Setiap hal ku dapatkan secara cepat dan mudah. Tanpa perlu bersusah payah. Aku tidak pernah merasakan sulitnya menjadi masyarakat yang hidup di daerah terpencil. Untuk memenuhi kebutuhan pokok pun sulit. Hingga menjadikan anak-anak kecil yang manis, menderita kekurangan gizi.
Sementara disisi lain kota maritim, anak-anak mendapatkan menderita gizi lebih. Dua sisi masalah kota yang sangat bertolak belakang. Secara bersamaan menunggu untuk diselesaikan. Entah dari sisi mana pahlawan akan datang dan menuntaskan persoalan pelik ini.
Aku. Tentu bukan aku pahlawan itu. Aku telah menanggalkan terlalu banyak kewajiban sebelum melaksanakan. Memberi cedera pada hidupku, melahirkan luka pada kedua orang tuaku. Menghalau semangat perjuangan yang selama ini ku kobarkan. Menyesali diriku yang terlalu mudah percaya orang lain.
Peristiwa setahun lalu kembali muncul dalam pikiranku.  Menambah deras cucuran air mata. Penyesalan mendalam melingkupiku, mengapa dengan mudahnya aku memberikan segala yang aku miliki padamu. Kepada seseorang yang tak pernah lagi ku ketahui kabarnya.

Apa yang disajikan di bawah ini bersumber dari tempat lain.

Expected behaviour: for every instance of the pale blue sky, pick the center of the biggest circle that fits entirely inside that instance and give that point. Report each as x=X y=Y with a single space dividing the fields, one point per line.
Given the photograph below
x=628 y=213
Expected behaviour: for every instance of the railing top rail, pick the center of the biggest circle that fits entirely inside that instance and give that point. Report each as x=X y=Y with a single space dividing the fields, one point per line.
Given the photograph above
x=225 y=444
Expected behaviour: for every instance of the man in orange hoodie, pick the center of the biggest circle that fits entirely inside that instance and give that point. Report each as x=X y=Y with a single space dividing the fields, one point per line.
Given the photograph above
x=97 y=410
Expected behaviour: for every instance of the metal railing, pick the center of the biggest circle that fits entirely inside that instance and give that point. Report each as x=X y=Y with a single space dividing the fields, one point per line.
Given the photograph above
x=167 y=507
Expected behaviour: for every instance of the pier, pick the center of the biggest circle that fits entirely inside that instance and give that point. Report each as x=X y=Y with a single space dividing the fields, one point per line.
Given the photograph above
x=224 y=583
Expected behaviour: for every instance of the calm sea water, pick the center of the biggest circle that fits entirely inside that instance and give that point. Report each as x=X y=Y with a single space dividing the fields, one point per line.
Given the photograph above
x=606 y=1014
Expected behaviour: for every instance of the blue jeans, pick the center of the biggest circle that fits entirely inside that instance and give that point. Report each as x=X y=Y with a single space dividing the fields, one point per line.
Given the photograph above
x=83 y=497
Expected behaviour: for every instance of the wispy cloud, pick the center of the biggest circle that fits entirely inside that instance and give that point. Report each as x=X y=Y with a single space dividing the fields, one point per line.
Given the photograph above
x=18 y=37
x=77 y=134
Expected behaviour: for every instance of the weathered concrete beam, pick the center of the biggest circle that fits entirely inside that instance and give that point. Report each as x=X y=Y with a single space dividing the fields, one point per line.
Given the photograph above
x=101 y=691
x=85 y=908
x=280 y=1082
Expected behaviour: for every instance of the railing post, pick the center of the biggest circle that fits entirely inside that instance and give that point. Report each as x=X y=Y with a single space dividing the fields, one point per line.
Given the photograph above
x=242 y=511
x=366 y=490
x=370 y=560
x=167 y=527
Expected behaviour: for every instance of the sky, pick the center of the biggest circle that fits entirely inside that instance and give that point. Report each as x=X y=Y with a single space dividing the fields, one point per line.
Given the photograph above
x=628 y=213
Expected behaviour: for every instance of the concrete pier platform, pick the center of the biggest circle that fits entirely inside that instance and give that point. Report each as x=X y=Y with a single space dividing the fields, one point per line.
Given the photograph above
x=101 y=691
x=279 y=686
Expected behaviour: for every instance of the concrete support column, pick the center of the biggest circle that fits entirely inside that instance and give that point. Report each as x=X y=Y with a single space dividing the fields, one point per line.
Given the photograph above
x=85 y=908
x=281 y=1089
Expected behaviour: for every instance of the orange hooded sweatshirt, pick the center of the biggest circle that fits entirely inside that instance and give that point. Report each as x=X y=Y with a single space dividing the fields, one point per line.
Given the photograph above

Kejadian malam itu, selalu menghantui sadar dan lelapku. Kamu tak pernah tahu bagaimana hancurnya ayah, tapi ampunan dari ibu tetap menyemangatiku. Tak pernah ada tangis di wajah ibu saat bersamaku. Walau dalam shalat malamnya, aku tahu ibu merintih kepada Tuhan-Nya.
Sudah setahun berlalu, aku belum juga mampu meninggalkan sedikit saja kekhawatiranku. Begitu banyak ketakutan yang menyerang langkahku. Aku ingin berbuat sedikit untuk negeriku. Menyehatkan bangsa ini, menghidupkan semangat murni dalam diri anak-anak. Namun, aku belum mampu. Kini.
Matahari sudah sangat merindukan malam. Sebentar lagi ia akan benar-benar kehilangan sinar yang menyilaukan. Dengan langkah gontai aku meninggalkan jendela, menghampiri bayiku yang menangis. Menggendongnya dengan belaian lembut di ubun-ubun.
Ibulah yang berbesar hati merawat kehamilanku, menjaga cucunya setelah kelahiran. Dalam diam sikap ayah.